Como consecuencia de ello resultaría sencillo acusar a McGarr de manipulador, de impostor. De intentar camuflar la obscenidad y la violencia que desprenden algunas de las imágenes de Sick Girl bajo un irreal traje de denuncia social y drama familiar hecho a medida. De intentar hacernos creer que Sick Girl esconde algo más profundo cuando, en realidad, lo único que realmente tiene fuerza en la película son las secuencias de violencia. De intentar justificar el brutal comportamiento de Izzy mediante una inexistente e innecesaria coartada moral.
Sin embargo no seré yo quien vierta este tipo de acusaciones sobre Mr. McGarr, ¿por qué razón? Pues, sencillamente, porque esa contraposición entre los momentos familiares de Izzy (la relación con su hermano y con el fornido motorista) y los instantes de extrema violencia, me pareció fascinante. Acepto el presunto engaño de McGarr. Y lo acepto porque Sick Girl me atrae, me convence. Porque su ambigüedad moral me cautiva.

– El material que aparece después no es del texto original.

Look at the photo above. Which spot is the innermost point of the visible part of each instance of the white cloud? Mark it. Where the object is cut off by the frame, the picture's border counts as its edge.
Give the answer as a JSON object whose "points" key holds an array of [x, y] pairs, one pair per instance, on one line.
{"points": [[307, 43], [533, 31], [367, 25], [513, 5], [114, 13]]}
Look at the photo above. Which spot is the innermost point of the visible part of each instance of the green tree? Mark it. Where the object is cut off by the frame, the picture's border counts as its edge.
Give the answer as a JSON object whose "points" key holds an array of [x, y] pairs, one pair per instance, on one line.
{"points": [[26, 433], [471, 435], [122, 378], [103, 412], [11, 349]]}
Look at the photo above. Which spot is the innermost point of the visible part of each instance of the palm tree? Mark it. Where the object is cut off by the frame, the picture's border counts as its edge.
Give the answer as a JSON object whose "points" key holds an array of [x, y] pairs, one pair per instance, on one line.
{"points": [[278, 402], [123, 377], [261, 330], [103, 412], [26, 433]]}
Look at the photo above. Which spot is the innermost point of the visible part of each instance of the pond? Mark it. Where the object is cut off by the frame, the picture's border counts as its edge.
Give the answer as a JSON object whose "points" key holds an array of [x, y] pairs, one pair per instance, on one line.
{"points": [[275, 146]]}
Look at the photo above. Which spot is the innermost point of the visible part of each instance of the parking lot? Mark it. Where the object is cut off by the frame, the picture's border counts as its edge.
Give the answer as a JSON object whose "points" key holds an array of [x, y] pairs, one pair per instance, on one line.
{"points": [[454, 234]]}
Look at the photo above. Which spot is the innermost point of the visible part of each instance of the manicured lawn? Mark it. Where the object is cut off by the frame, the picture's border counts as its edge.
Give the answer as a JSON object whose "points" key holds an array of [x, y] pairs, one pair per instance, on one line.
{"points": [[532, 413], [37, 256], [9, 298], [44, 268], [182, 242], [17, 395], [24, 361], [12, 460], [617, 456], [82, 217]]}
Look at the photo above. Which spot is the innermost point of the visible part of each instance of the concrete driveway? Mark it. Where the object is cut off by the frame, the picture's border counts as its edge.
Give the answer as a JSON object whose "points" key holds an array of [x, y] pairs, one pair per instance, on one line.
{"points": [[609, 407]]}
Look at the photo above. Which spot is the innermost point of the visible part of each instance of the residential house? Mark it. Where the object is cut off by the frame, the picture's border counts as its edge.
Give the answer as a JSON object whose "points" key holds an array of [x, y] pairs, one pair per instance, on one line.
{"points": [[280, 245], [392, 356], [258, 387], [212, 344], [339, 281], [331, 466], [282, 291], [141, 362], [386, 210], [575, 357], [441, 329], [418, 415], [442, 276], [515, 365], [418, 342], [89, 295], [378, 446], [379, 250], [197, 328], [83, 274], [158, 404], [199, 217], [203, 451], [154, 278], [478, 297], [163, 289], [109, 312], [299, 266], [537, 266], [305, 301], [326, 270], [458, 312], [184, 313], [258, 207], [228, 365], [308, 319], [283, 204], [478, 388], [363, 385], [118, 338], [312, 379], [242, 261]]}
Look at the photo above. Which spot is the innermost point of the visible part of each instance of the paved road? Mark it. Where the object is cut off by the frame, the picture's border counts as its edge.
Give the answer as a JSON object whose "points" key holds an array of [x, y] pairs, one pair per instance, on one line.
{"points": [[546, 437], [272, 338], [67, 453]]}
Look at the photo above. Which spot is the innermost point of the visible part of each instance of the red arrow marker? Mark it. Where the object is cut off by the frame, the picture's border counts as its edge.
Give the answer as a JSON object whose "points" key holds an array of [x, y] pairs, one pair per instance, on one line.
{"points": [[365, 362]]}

De ese contraste entre la vida familiar de Izzy y su apetito por consumir dolor ajeno, nace una de las películas más inclasificables que recuerdo. Por momentos un drama familiar y humano situado en un entorno rural, y por momentos un torture porn sangriento, escatológico, sexual y pasado de vueltas.

Todo ello provoca en Sick Girl la “extrañeza” a la que me refería al principio. Una extrañeza que viene resaltada por una espléndida fotografía, luminosa y gastada (deudora del cine de horror norteamericano de los setenta), una magnífica utilización del sonido (y también de la “carencia” de sonido: ver la secuencia de inicio), y la efectiva labor de todos los actores implicados, desde el niño, cuya presencia no se hace insoportable (lo cual ya de por sí es todo un logro), hasta el papel protagonista de la joven Leslie Andrews, una sick girl sobreactuada en muchos momentos, pero poseedora de un físico, y en especial un rostro, que nos empuja a plantearnos aquello de ¿ángel o demonio?

Incluso para todos aquellos a los que la historia personal y familiar de Izzy os traiga sin cuidado, apuntaros que Sick Girl tiene a su favor una secuencia final realmente perturbadora y radical en la que McGarr echa el resto.

Sick Girl es una excelente propuesta independiente. Una película atrevida y diferente. Que no pase desapercibida…

Lo mejor: esa convivencia entre drama familiar y humano y torture porn pasado de vueltas.

Lo peor: a quiénes tan sólo les interese la violencia les puede resultar aburrida. Que pase desapercibida…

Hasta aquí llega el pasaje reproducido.